17 Feb 2017, 07:08

CAD, not CAP

Share

Not being Partition Tolerant just means that you’re not Distributed, so CAP can be read as CAD - this might help with reasoning about it.

There’s this thing running around called the CAP theorem by Eric Brewer. It’s meant to show you that you have to make a tradeoff when designing a system - like “you can be good, fast, or cheap; pick at most two.” You pick a spot somewhere in the CAP triangle.

CAP Triangle

To paraphrase:

  • “C” for Consistency: you get the most recent write or an error,
  • “A” for Availability: you always get an answer,
  • “P” for Partition tolerance: you can still talk to the system (outside-in) even if there’s internal communication issues.
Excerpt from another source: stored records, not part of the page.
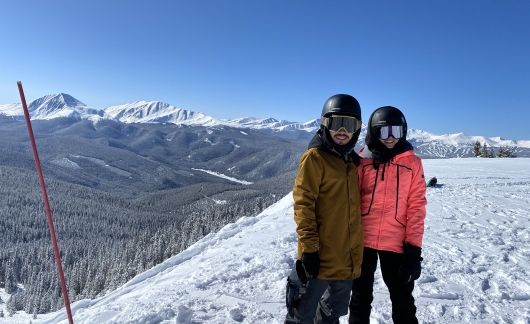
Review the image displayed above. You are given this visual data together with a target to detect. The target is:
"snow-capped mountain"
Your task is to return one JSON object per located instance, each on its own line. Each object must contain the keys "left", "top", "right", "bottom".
{"left": 224, "top": 117, "right": 320, "bottom": 132}
{"left": 1, "top": 93, "right": 529, "bottom": 157}
{"left": 405, "top": 128, "right": 530, "bottom": 157}
{"left": 103, "top": 102, "right": 319, "bottom": 133}
{"left": 104, "top": 100, "right": 218, "bottom": 126}
{"left": 0, "top": 103, "right": 22, "bottom": 116}
{"left": 353, "top": 126, "right": 530, "bottom": 158}
{"left": 0, "top": 93, "right": 103, "bottom": 121}
{"left": 1, "top": 93, "right": 315, "bottom": 132}
{"left": 407, "top": 129, "right": 530, "bottom": 148}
E.g. a Partition happens when a node in the US loses its communication to a node in Europe due to a DDoS attack that takes out provider internet access.

The theory is that you can only do 2 of these*. The AP system sacrifices consistency meaning that you can get different answers during/after a partition. The CP system sacrifices availability meaning that during a partition, some part of the system in unable to serve data. The AC system sacrifices… having a partition?

This is where the language does feel like it fits. The only way to choose a AC system is to not permit a partition. The tolerance isn’t being able to handle it when it arises so much as it’s allowing it to happen at all. The only current way to handle that (short of advances in quantum entanglement) is to have a monolith and not a distributed system. But the CAP theorem is only in the context of a distributed system.

Maybe the AC is a degenerate case of “when everything is functioning fine”, or it’s meant to handle the degenerate “distributed system of one.” I don’t know what Brewer’s original thought on this is, but it seems a bit off to handle this by calling it Partition Tolerance. It really feels like it shouldn’t be a part of it, and that you’re left with deciding where you want to be on the AC line of the triangle - which really just turns this into a line:

AC Line

Every distributed system has to figure out how it’s going to handle the inevitable Partition events that happen in it. It’s a fundamental property of distributed system.

So, next time you hear “Partition tolerant”, process that as “distributed” and see if that makes it easier to handle.

* Writer’s Note: The recently released Google Spanner claims a bit of being able to do all three. I haven’t looked at it yet, so maybe I’m wrong in my thought here.